Gradually pour in the warm milk and warm water, mixing continuously to form a very soft, pliable, and slightly sticky dough. You may not need all the water.
2
Knead and Rest the Dough
Transfer the dough to a lightly oiled surface and knead for 10-12 minutes until it becomes extremely smooth, soft, and elastic. It should spring back when gently pressed.
Place the dough in a greased bowl, cover with a damp cloth or plastic wrap, and let it rest for at least 60 to 90 minutes. This step is crucial for relaxing the gluten, which makes stretching possible.
3
Prepare the Cooking Surface
Invert a large kadai (Indian wok) or a convex tawa over your stove burner.
Heat the inverted kadai on a medium-high flame for 5-7 minutes until it's very hot. To test if it's ready, sprinkle a few drops of water on the surface; they should sizzle and evaporate almost instantly.
4
Divide and Shape the Dough
After resting, gently knead the dough for another minute.
Divide the dough into 8 equal-sized balls. Keep the dough balls covered with a damp cloth to prevent them from drying out.
5
Stretch the Roti
Take one dough ball and dust it generously with all-purpose flour. Roll it out with a rolling pin into a thin circle, about 6-7 inches in diameter.

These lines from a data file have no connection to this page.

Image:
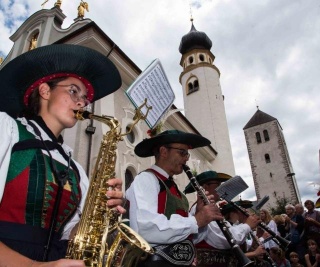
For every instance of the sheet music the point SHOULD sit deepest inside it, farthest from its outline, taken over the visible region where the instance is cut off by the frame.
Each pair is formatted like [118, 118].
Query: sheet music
[231, 188]
[153, 85]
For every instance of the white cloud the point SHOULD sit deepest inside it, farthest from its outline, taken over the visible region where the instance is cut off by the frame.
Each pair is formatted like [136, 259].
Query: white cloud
[267, 52]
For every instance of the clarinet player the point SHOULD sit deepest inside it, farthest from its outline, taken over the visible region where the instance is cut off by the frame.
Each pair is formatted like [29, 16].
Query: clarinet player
[158, 210]
[215, 250]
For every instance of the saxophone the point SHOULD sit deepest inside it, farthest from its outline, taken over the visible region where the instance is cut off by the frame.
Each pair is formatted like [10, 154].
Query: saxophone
[101, 240]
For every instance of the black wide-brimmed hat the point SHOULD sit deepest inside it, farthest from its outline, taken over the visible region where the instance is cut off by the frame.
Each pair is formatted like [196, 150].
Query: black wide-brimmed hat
[146, 147]
[206, 177]
[246, 204]
[24, 73]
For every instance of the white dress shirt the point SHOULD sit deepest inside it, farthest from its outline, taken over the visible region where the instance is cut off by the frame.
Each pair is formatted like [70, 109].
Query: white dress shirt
[10, 135]
[154, 227]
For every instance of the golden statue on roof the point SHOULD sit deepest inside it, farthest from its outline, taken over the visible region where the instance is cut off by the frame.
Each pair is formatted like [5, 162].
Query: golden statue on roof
[83, 6]
[33, 42]
[58, 3]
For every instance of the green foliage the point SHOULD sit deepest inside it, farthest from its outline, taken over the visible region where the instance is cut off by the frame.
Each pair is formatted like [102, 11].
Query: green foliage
[194, 172]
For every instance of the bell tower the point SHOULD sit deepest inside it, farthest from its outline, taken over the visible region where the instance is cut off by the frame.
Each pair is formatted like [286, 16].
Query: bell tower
[202, 95]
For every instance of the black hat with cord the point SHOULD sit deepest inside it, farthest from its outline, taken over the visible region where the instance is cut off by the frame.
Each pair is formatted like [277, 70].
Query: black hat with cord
[146, 147]
[20, 76]
[206, 177]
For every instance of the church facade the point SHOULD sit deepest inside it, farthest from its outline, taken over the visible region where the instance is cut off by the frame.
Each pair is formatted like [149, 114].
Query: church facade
[199, 79]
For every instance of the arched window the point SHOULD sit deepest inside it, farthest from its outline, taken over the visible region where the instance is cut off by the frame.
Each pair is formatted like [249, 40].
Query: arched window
[266, 135]
[258, 136]
[267, 158]
[193, 85]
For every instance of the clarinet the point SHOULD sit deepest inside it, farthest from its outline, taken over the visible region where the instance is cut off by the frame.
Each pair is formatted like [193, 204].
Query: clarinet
[243, 259]
[280, 241]
[255, 238]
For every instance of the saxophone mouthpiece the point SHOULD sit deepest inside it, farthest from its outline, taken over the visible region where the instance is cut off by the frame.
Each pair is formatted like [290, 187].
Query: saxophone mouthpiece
[185, 168]
[82, 114]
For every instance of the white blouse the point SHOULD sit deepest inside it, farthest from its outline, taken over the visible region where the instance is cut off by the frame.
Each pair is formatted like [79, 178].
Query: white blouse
[10, 135]
[154, 227]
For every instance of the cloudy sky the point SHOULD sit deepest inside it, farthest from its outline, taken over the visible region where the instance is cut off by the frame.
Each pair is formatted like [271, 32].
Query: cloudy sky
[268, 53]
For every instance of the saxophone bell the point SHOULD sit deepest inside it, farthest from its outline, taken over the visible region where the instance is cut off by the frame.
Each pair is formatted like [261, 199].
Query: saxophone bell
[101, 239]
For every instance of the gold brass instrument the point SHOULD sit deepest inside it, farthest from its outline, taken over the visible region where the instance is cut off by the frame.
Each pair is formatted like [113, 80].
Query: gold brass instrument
[101, 240]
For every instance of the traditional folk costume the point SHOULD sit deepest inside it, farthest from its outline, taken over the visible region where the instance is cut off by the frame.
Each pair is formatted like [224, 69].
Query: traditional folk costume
[42, 189]
[215, 250]
[159, 211]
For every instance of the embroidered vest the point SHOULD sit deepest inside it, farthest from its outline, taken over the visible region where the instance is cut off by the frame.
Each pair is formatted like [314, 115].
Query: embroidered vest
[170, 199]
[30, 190]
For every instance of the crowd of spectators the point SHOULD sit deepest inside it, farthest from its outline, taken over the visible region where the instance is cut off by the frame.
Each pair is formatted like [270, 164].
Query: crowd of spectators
[300, 224]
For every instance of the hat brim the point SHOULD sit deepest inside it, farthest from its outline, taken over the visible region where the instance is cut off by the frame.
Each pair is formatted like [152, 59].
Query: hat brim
[246, 204]
[221, 177]
[48, 62]
[146, 147]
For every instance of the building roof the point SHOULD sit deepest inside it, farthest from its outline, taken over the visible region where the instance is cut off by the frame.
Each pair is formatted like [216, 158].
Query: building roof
[258, 118]
[194, 40]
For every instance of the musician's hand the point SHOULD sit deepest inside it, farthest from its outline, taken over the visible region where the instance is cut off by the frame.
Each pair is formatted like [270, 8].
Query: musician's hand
[260, 250]
[207, 214]
[252, 221]
[265, 235]
[59, 263]
[115, 195]
[200, 202]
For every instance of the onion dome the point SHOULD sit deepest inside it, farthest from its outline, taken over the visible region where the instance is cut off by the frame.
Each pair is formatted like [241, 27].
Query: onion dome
[194, 40]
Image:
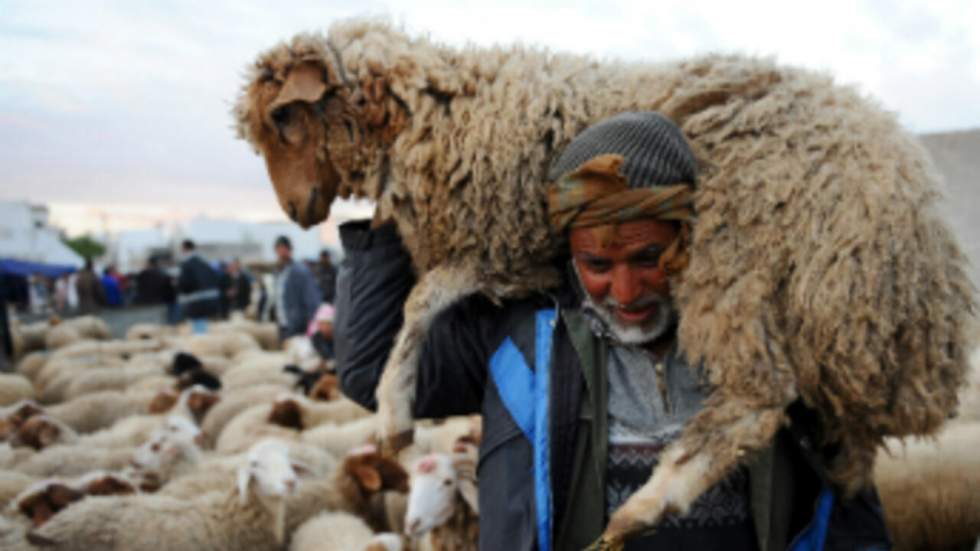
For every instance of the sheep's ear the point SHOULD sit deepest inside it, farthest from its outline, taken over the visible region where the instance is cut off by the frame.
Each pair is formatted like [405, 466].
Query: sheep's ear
[471, 495]
[302, 470]
[244, 479]
[368, 477]
[304, 83]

Gently lift the rolled dough and drape it over the knuckles of both hands. Carefully rotate the dough, allowing gravity to stretch it further until it becomes paper-thin and translucent. Be gentle to avoid tearing.
6
Cook the Roti
Quickly and carefully, drape the stretched roti over the hot inverted kadai.
Cook for about 30-45 seconds, or until you see small bubbles forming on the surface.
Using a pair of tongs, flip the roti and cook the other side for another 20-30 seconds. The roti should be cooked through but remain soft and pale, without any dark brown spots.
7
Fold and Serve
Remove the roti from the kadai and place it on a clean cloth or plate.
Immediately fold it in half, and then in half again to resemble a handkerchief.
Brush with a little ghee if desired. Place the folded roti in a casserole dish or wrap it in a kitchen towel to keep it warm and soft while you cook the rest.